Yes. If a Section 13 notice was defective, the usual result is simply that it does not work, not that the landlord is barred from trying again. A landlord who realises their notice was invalid, or who has it pointed out to them, can serve a fresh notice that fixes the problem. So spotting a defect does not end the matter for good; it more often resets it. The value of catching the defect is still real, though. It buys you time, because the proposed increase on the bad notice cannot take effect, and a landlord who has to redo the paperwork may decide the increase is not worth the effort, or may serve a second notice that is also flawed. Treat a defective notice as a delay and a second chance to prepare, not as a permanent victory.
+Does the once-a-year rule reset when a landlord re-serves?
The rule that rent can only be increased about once a year is tied to when an increase actually takes effect, not to how many notices the landlord serves. A defective notice that never took effect does not usually start a fresh annual clock, because no increase happened. So if your landlord serves a corrected notice, the relevant question is still when your rent was last lawfully increased, and whether enough time has passed since that real increase. Serving and re-serving notices does not let a landlord stack up increases faster than the law allows. If the second notice tries to bring in a new rent too soon after a previous genuine increase, that timing is itself something you can challenge, regardless of how many earlier notices there were.
+Does the second notice need its own full notice period?
Yes. Each Section 13 notice has to stand on its own. A fresh notice must give the full minimum notice period before its proposed start date, counted from the new notice, and must propose a start date that complies with the rules in its own right. The landlord cannot borrow the dates from the defective first notice to shortcut the second. So when a second notice lands, check its notice period from scratch: is the gap between service and the proposed start date long enough, and does the start date fall correctly. A landlord rushing out a replacement sometimes gets the new dates wrong too, especially if they were trying to preserve the original timetable, and that is a defect in the second notice you can raise.
+Is a withdrawn Section 13 notice the same as a defective one?
Not quite, although the practical effect for you is similar. A defective notice is one that was never valid because it broke a rule, for example the wrong form or the wrong notice period. A withdrawn notice is one the landlord chooses to take back, perhaps because you pointed out a problem or because you negotiated. In both cases the proposed increase in that notice does not go ahead, and the landlord generally has to serve a fresh, valid notice if they still want to raise the rent. The difference matters mainly for the timing of the once-a-year rule and for any tribunal application that was already running: a withdrawn notice usually ends a live challenge to it, whereas a notice you have shown to be defective may still need the tribunal to confirm it does not bite. If a notice is being withdrawn, get the withdrawal in writing.

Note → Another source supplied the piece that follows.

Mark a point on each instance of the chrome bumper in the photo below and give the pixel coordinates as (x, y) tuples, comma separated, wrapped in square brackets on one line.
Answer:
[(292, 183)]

+Should I still apply to the tribunal if I think the notice is defective?
Be careful here, because getting it wrong can be costly. A genuinely defective notice may simply have no effect, so in theory you would not need to do anything. But deciding for yourself that a notice is invalid and then ignoring it is risky: if you are wrong, the increase can take effect because you did not challenge it in time. The safer approach is usually to raise the defect in writing with the landlord and, if there is any doubt and the deadline to apply to the tribunal is close, to apply to protect your position rather than rely on the notice being invalid. You can explain the validity point to the tribunal. If the landlord then serves a corrected notice, you assess that one on its own merits and decide whether to challenge it too. When timing is tight, protecting your position beats gambling on invalidity.